Alexander Gottlieb Baumgarten
Born 17 July 1714
Berlin, Brandenburg
Died 27 May 1762(1762-05-27) (aged 47)
Frankfurt (Oder), Brandenburg
Alma mater University of Halle
University of Jena
Era 18th-century philosophy
Region Western Philosophy
School Enlightenment philosophy
Notable ideas
Aesthetics as the perfection of sensuous cognition

Alexander Gottlieb Baumgarten (17 July 1714 – 27 May 1762) was a German philosopher. He was a brother to theologian Siegmund Jakob Baumgarten (1706–1757).

Baumgarten was born in Berlin as the fifth of seven sons of the pietist pastor of the garrison, Jacob Baumgarten, and of his wife Rosina Elisabeth. Both his parents died early, and he was taught by Martin Georg Christgau where he learned Hebrew and became interested in Latin poetry.

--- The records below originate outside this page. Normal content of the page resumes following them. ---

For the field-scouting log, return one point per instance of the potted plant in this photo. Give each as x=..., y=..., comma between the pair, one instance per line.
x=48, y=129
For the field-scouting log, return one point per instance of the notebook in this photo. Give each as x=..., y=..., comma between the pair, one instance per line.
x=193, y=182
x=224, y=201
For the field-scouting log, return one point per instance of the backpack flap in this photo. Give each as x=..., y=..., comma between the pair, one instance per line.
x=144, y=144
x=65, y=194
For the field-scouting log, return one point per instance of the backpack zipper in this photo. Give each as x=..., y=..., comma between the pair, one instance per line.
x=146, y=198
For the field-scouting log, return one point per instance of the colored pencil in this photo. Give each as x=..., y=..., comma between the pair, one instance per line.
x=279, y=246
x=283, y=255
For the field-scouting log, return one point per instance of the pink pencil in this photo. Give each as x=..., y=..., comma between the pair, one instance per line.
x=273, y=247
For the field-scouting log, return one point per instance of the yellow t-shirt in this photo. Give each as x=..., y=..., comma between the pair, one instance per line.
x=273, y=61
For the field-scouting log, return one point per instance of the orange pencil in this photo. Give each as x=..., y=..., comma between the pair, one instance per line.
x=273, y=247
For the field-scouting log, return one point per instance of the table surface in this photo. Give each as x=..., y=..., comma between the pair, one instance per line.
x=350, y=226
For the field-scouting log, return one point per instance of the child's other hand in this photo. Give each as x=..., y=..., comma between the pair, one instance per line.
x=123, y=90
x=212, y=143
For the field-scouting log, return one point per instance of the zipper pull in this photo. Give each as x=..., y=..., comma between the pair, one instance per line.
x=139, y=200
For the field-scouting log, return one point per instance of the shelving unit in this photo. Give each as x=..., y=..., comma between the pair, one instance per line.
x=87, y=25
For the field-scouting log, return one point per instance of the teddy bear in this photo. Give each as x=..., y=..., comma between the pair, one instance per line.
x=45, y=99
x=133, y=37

While the meanings of words often change as a result of cultural developments, Baumgarten's reappraisal of aesthetics is often seen as a key moment in the development of aesthetic philosophy. Previously the word aesthetics had merely meant "sensibility" or "responsiveness to stimulation of the senses" in its use by ancient writers. With the development of art as a commercial enterprise linked to the rise of a nouveau riche class across Europe, the purchasing of art inevitably led to the question, "what is good art?". Baumgarten developed aesthetics to mean the study of good and bad "taste", thus good and bad art, linking good taste with beauty.

By trying to develop an idea of good and bad taste, he also in turn generated philosophical debate around this new meaning of aesthetics. Without it, there would be no basis for aesthetic debate as there would be no objective criterion, basis for comparison, or reason from which one could develop an objective argument.

Baumgarten appropriated the word aesthetics, which had always meant "sensation", to mean taste or "sense" of beauty. In so doing, he gave the word a different significance, thereby inventing its modern usage. The word had been used differently since the time of the ancient Greeks to mean the ability to receive stimulation from one or more of the five bodily senses. In his Metaphysic, § 451, Baumgarten defined taste, in its wider meaning, as the ability to judge according to the senses, instead of according to the intellect. Such a judgment of taste he saw as based on feelings of pleasure or displeasure. A science of aesthetics would be, for Baumgarten, a deduction of the rules or principles of artistic or natural beauty from individual "taste". Baumgarten may have been motivated to respond to Pierre Bonhours' opinion, published in a pamphlet in the late 17th century, that Germans were incapable of appreciating art and beauty.